How Does Symbolic AI Work?

Symbolic AI operates through two main components:
- Knowledge Base: A combination of organized knowledge and relationships (e.g., “All humans are mortal.
- Inference Engine: A logical reasoning system that uses rules to infer new findings (e.g., “If Socrates is human, then Socrates is a human, and if Socrates is a human, then Socrates is mortal”.
These systems are rooted in symbolic representation and built to represent and reason about knowledge.
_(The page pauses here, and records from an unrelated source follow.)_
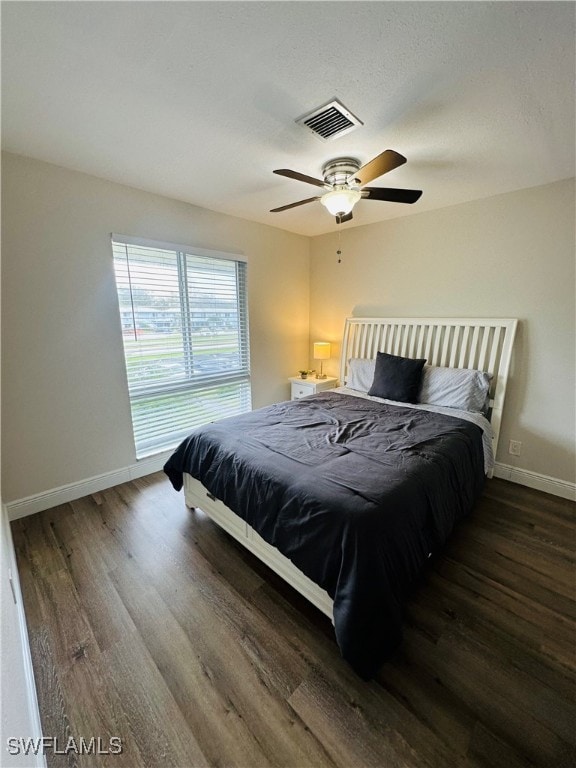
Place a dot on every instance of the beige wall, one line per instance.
(65, 409)
(66, 414)
(512, 255)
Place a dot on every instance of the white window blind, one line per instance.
(185, 331)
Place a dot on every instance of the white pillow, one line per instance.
(360, 373)
(455, 388)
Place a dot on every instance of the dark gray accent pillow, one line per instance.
(397, 378)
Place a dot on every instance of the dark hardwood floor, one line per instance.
(148, 623)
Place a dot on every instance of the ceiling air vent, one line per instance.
(330, 121)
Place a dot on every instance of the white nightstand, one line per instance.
(310, 386)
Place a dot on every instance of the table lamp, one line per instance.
(321, 352)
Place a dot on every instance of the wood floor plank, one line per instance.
(148, 622)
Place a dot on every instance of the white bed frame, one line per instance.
(480, 344)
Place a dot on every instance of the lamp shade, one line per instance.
(321, 350)
(340, 200)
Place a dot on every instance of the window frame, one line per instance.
(194, 381)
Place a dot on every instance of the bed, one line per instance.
(347, 493)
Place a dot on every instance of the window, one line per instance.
(185, 332)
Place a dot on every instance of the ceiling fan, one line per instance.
(345, 180)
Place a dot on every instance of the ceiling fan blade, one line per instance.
(299, 177)
(392, 195)
(386, 161)
(293, 205)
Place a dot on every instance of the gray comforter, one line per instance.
(356, 493)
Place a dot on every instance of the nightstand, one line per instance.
(310, 386)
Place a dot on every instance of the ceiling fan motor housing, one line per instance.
(339, 171)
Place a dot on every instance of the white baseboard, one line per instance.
(552, 485)
(41, 501)
(21, 719)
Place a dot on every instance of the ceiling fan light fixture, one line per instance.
(340, 201)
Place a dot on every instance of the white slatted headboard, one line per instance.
(484, 344)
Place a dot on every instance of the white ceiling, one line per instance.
(197, 100)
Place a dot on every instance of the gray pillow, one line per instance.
(360, 373)
(460, 388)
(397, 378)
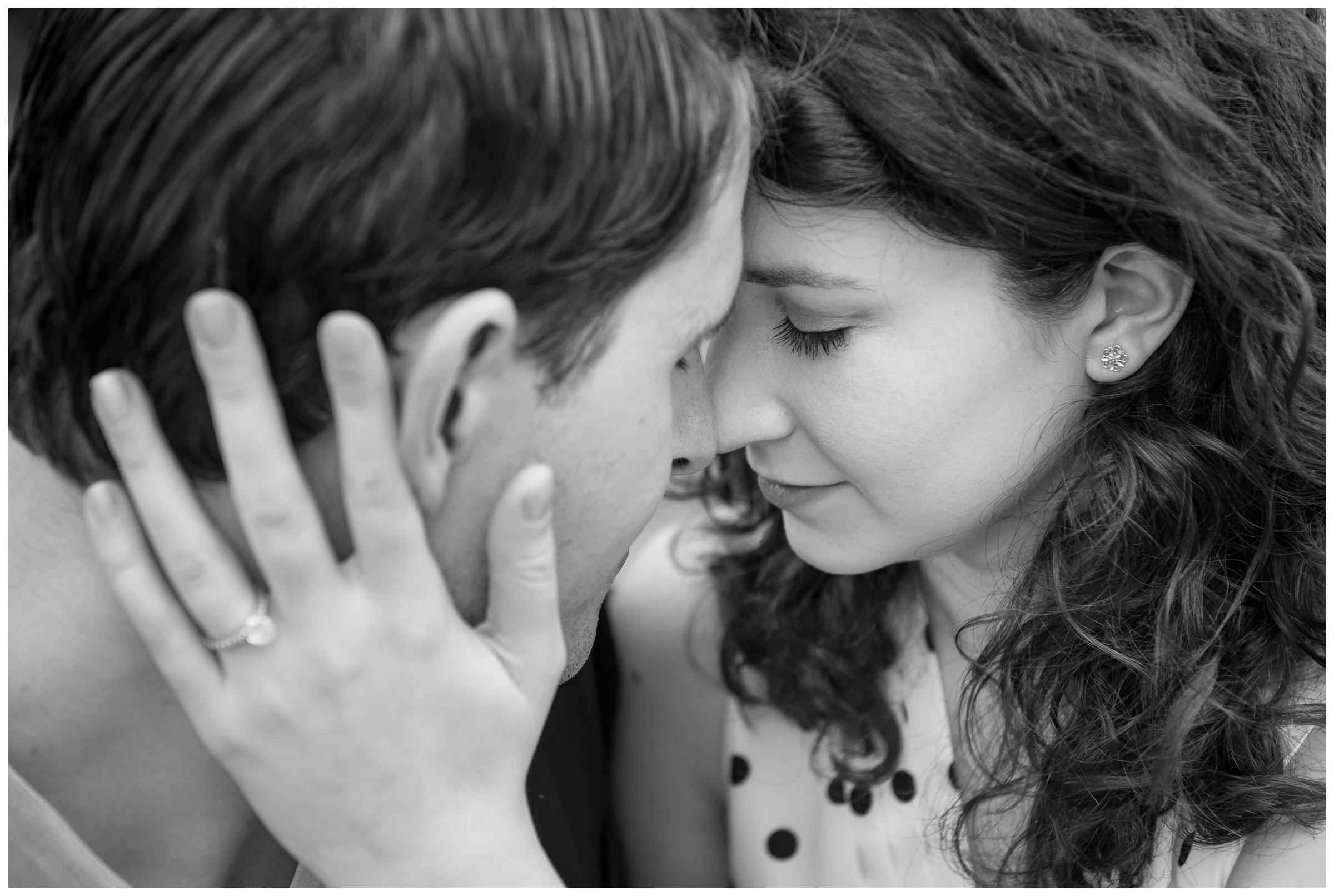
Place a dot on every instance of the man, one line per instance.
(402, 166)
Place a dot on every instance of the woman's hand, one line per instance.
(381, 738)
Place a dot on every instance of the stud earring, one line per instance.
(1114, 358)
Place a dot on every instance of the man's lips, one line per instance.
(786, 496)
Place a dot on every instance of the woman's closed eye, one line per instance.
(810, 342)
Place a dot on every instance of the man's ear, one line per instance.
(449, 359)
(1142, 295)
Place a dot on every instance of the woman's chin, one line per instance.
(844, 554)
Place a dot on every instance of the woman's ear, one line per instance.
(449, 358)
(1142, 295)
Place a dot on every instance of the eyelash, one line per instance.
(804, 342)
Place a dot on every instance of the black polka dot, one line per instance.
(861, 800)
(904, 786)
(782, 844)
(1185, 848)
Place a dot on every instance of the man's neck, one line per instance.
(92, 726)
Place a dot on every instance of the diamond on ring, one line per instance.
(1114, 358)
(258, 630)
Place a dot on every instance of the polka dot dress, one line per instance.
(793, 826)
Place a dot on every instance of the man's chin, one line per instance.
(581, 630)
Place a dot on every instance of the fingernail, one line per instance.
(111, 395)
(215, 319)
(537, 503)
(347, 342)
(102, 500)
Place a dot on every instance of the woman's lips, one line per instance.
(786, 497)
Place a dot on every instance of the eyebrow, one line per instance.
(799, 275)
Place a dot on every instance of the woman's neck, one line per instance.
(973, 579)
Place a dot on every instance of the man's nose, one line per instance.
(694, 436)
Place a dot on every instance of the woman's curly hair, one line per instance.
(1171, 624)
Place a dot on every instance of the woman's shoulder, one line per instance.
(1286, 855)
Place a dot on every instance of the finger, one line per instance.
(277, 511)
(382, 512)
(168, 634)
(524, 616)
(198, 563)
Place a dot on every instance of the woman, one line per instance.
(1029, 374)
(1029, 371)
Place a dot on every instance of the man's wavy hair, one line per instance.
(1164, 634)
(382, 162)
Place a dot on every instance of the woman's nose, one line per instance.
(745, 383)
(694, 436)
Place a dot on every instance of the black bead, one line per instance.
(1185, 848)
(782, 844)
(904, 786)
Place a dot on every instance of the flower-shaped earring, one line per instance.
(1114, 359)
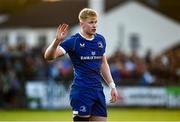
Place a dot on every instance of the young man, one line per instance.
(86, 50)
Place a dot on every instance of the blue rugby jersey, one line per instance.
(86, 56)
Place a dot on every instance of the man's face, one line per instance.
(89, 25)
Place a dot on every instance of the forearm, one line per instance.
(50, 52)
(107, 74)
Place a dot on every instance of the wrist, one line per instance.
(112, 85)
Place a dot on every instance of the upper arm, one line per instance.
(104, 62)
(60, 51)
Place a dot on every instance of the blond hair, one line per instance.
(86, 13)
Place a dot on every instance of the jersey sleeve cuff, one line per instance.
(62, 49)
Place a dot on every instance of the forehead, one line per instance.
(91, 19)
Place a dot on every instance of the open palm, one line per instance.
(62, 32)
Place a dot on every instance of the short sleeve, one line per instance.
(67, 45)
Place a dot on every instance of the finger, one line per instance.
(64, 27)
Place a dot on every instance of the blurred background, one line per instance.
(143, 51)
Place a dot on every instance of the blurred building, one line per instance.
(128, 25)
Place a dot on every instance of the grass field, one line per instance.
(115, 114)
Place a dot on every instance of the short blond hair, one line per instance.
(86, 13)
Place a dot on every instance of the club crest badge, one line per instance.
(100, 45)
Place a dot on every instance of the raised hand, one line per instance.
(62, 32)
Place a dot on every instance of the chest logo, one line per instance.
(100, 45)
(82, 45)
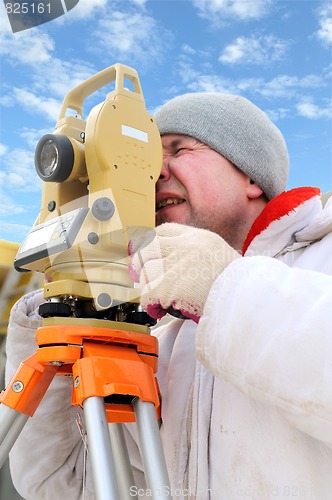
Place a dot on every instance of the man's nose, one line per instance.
(165, 172)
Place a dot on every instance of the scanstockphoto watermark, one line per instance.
(169, 491)
(24, 15)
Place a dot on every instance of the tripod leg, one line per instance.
(151, 450)
(123, 467)
(12, 422)
(103, 468)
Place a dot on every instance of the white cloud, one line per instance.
(288, 86)
(133, 35)
(308, 109)
(27, 47)
(85, 9)
(324, 33)
(282, 86)
(254, 50)
(217, 11)
(48, 107)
Compared with DL models, Symbolic AI does not require large training parameters in the form of data volume but instead depends on a priori rules systems.
In particular, an expert system on medical diagnosis could be based on Symbolic AI to deduce diseases from symptoms through some defined rules.
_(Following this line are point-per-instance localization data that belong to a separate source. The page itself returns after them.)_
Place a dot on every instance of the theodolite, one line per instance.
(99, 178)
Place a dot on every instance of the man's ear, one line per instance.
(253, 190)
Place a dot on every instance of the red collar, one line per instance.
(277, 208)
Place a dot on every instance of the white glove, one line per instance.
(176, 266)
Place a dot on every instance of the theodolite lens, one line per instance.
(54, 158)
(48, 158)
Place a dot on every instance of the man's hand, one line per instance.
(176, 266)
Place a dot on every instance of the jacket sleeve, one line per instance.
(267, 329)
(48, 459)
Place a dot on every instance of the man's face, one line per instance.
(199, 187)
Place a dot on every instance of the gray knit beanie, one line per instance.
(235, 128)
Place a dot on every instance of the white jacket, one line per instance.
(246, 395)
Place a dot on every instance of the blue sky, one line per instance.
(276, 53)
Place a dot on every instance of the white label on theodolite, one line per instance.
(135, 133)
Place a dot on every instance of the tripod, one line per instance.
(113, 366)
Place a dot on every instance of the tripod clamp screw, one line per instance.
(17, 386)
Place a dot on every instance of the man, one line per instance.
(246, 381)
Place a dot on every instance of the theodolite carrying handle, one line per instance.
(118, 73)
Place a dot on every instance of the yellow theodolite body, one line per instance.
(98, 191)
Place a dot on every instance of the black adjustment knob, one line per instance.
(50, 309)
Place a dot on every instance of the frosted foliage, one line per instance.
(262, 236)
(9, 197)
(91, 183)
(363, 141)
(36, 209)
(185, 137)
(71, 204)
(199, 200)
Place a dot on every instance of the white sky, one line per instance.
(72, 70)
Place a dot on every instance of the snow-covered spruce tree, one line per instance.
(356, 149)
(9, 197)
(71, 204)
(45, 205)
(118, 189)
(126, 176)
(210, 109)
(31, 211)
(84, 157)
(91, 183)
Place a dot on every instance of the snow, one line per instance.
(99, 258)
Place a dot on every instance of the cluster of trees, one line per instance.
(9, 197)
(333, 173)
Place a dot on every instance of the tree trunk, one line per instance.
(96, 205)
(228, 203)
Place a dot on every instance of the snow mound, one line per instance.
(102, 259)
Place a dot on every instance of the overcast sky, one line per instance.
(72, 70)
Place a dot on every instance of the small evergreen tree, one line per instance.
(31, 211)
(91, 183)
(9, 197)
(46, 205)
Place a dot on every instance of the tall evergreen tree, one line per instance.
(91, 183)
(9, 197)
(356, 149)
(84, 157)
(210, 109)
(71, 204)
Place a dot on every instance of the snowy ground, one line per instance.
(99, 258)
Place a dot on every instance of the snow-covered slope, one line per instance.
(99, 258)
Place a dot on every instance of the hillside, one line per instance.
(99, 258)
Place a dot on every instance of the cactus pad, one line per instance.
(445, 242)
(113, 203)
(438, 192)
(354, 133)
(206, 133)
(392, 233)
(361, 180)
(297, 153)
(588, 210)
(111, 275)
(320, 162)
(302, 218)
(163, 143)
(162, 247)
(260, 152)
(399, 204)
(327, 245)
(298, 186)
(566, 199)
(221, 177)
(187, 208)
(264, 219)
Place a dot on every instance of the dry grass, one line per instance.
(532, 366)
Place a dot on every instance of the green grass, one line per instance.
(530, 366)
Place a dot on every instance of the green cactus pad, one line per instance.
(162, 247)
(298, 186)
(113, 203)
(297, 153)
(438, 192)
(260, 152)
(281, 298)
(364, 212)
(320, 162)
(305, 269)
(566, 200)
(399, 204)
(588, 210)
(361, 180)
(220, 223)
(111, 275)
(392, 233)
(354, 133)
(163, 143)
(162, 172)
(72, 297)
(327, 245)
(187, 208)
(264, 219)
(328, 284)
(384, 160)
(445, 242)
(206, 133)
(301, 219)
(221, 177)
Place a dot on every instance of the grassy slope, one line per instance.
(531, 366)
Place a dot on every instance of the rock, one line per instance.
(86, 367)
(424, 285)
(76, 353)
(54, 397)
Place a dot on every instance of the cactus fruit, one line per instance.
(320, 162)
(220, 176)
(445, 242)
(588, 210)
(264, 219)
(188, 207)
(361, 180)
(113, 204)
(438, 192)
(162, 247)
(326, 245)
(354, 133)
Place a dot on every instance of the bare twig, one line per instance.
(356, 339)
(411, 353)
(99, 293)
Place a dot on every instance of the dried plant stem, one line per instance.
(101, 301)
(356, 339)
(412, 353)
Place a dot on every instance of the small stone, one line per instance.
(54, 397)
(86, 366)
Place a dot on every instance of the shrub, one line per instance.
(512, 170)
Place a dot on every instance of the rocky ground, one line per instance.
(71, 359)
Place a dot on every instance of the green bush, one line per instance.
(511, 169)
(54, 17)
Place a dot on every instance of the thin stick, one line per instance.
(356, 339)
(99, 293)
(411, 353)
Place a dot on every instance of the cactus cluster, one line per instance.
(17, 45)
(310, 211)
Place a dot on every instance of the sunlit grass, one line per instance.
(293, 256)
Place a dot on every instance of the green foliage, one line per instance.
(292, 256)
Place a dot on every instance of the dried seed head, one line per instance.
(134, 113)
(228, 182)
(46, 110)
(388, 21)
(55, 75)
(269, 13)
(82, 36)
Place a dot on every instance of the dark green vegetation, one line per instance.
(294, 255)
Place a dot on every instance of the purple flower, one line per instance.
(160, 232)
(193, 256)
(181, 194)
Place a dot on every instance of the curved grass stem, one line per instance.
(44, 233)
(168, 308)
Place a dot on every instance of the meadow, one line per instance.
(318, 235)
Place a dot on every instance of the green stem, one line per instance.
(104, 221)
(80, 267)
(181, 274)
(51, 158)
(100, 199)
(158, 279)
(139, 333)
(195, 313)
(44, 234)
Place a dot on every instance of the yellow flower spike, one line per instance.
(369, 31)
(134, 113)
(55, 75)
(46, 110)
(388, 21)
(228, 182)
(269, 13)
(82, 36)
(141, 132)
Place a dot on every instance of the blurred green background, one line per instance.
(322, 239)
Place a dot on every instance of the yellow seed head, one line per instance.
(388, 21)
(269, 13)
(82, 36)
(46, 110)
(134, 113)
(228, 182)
Applications of Symbolic AI

Currently, deep learning is in the spotlight, while Symbolic AI continues to be used when the application of logical reasoning is not forced.
Key Use Cases:
In medical diagnosis, legal decisions, and finance, there is an application of expert Systems (Rule-based reasoning and fraud detection).
- Natural Language Processing (NLP) – A grammar-based language analyzer and a rule-based chatbot engine.
- Robotics- Supports decision-making and planning in artificial settings.
- Mathematical Theorem Proving – Used in the context of automated reasoning for the solution of very hard logic-based problems.
- Cyber security- Characterization of an attack through the application of rule-based security policies.
However, although Symbolic AI is less modular than deep learning, Symbolic AI may be more advantageous in situations that require understandable reasoning, structured reasoning, and transparency.
Challenges of Symbolic AI
Even though in some contexts Symbolic AI has an edge, several difficulties exist:
- Rigidness: It is unable to generalize from past events but needs to have predetermined rules.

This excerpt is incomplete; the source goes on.